1. Let a system of equations have $q$ linearly-independent equations and $n$ unknowns.

   • If it has infinitely many solutions, i.e., is undetermined, then $q<n.$
   • If it has a unique solution,then $q=n.$
   • If $q>n,$ then the system has no solution, i.e., is inconsistent, i.e., is overdetermined.

   Note that in each of the above cases, the converse is false.

2. Your given system has only two equations; it is easy to verify that it is indeed linearly independent. Since it has $q=2\ne3=n,$ it has no unique solution.

Solution 3:

You can imagine your equations as an equations of planes in 3d (where a is x, b is y and c is z). If you'd had 3 linear equations - 3 planes and not parallel to each-other, you would get an intersection - one point => single soultion.

When you have two planes, they give an intersection as a line. Basically, this line in 3d space is your solution.

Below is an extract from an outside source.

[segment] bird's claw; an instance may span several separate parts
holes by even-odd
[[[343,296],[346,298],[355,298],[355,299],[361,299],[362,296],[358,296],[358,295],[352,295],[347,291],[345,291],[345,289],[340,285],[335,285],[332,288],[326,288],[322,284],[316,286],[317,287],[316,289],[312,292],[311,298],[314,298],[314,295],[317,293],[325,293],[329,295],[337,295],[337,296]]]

Look here for visualization: https://www.math3d.org/xIOmOlVN

Solution 4:

Like any system of equations, you can subtract the equation on the bottom from the one on the top to remove a variable from both equations. In this case, we can subtract c. You will be left with just -4a-b=0 or, more cleanly, 4a+b=0. It is possible to formulate this in terms of a linear equation b=-4a. So no, there is no one answer. There is one b for every a.